2) The Upstack Scramble Intensifies

a.Big players continue to make big moves to seize the opportunity to control the new software battle ground in the cloud. Traditional platform vendors will realize that the application development and architecture tiers are huge opportunities, and that infrastructure virtualization and infrastructure tier technologies are not the competitive landscape of the future. Deals like the Heroku and Makara acquisitions make a lot of sense for players like Salesforce.com and Red Hat, respectively.

b.2011 and 2012 will be a make or break years for these big players, and the moves they make over the next 12 to 24 months will ultimately determine the next decade of control and leadership.

c.Commodity players, or players that have become commodity, seek to buy value up-stack through acquisitions.

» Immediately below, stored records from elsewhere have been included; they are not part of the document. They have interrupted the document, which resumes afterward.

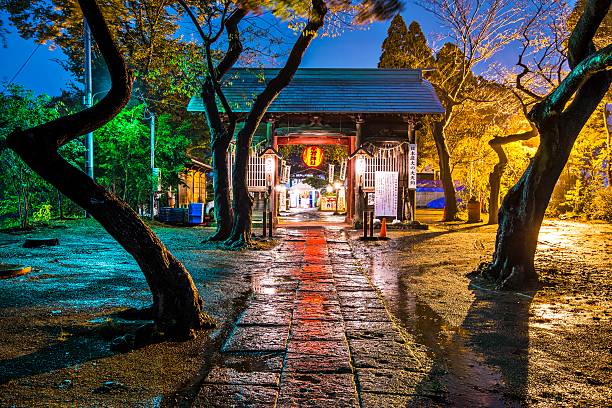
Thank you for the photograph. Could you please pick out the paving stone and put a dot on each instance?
(302, 330)
(320, 348)
(361, 303)
(265, 362)
(357, 294)
(318, 390)
(318, 313)
(382, 354)
(372, 330)
(224, 375)
(224, 395)
(389, 381)
(317, 287)
(373, 400)
(271, 313)
(305, 363)
(365, 314)
(257, 338)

3) Real Traction with Private Cloud/Internal Utility Computing and SaaS delivery

a.Mistakes and failures experienced in 2010 will be the lessons learned to drive the real solutions and seed private cloud and private PaaS adoption over the next 12 – 36 months.

b.Organizations want a unified and scalable platform for software delivery, and the vision of private cloud will begin to include technologies that sit above the virtual tier to give significant architecture and services value to internal development assets. A paradigm shift in how software developed internally for business units will kick off.

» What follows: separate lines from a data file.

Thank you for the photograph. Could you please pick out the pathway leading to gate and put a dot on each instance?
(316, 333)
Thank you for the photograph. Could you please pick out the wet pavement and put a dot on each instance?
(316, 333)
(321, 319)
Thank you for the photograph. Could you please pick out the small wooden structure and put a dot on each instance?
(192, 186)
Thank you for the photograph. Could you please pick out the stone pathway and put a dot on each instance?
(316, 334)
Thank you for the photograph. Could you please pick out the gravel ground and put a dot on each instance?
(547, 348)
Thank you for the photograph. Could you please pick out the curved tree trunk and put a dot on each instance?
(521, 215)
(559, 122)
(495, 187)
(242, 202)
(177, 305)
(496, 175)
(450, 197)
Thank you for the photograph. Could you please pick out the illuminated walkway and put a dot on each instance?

b. Enterprise projects will continue to explore leveraging Cloud architectures such as multi-tenancy for internal use. The cost savings and agility potential presents enormous savings profiles that push their way into enterprise development shops.

4) Cloud Washing Reaches Critical Mass and Collapses by EOY 2011

a.After attempting to cloud wash offerings, a number of small and mid-market ISVs will close shop due to competitive pressures and no real tactical response. This will help identify cloud washing as a poor strategy and that only real, measurable attempts to convert a SaaS model will lead to success.

b.Forces vendors to articulate how their strategies and solutions that is unique and truly “cloud.” Continued success of pure-cloud/SaaS plays will evidence that cloud washing adds no value.

5) Force.com Starts to Realize Momentum Potential

a.Force.com/Apex’s stuttered start begins to gain true rhythm now that Salesforce.com has diversified its cloud to be competitive outside of its proprietary track, particularly in Ruby and Java arenas due to Heroku and VMForce.

b.Force.com will continue to show strong among those extending Salesforce.com’s CRM functionality and potentially within the enterprise where it can be used to displace situational “spreadsheet” applications.

6) Cloud Middleware Provides Democratized Access to Complex Software Architectures

a.General development/programming skills declining, coupled with a continued increase in architecture complexity creates a gapping void that new middleware needs to fill

b.Just like the years when desktop OS’ spurred innovation by enabling companies to focus on their software and not the underlying complexities associated with its delivery – new solutions will fill the gap and catalyze a similar era of innovation once again.

c.Middleware solutions like SaaSGrid will drive multi-tenancy as a defacto standard since the primary concern of difficulty and cost to implement is trivialized.

7) QE[pick your number] won’t be a panacea for the economy – but SaaS and Cloud will help

a.Economic factors will continue to put pressure on operating budgets. Companies will be looking to do more with less; that is, they’ll want to boost efficiency while slashing budgets in order to survive in the modern economic climate. Due to size, IT budgets will be scrutinized and IT managers will be challenged to come up with solutions.

b.SaaS will be seen as a means of democratized access to solutions that drastically improve efficiencies while driving down the cost of IT. Infrastructure as a service will be leveraged to reduce the operating burden associated with in-house infrastructure.

c.Doing more with less, optimizing business performance – SaaS based B2B solutions will grow significantly in 2011 as a result.

I’d love to get everyone’s thoughts. Agree/disagree? Why? Did I miss something or does this seem to cover the right surface area?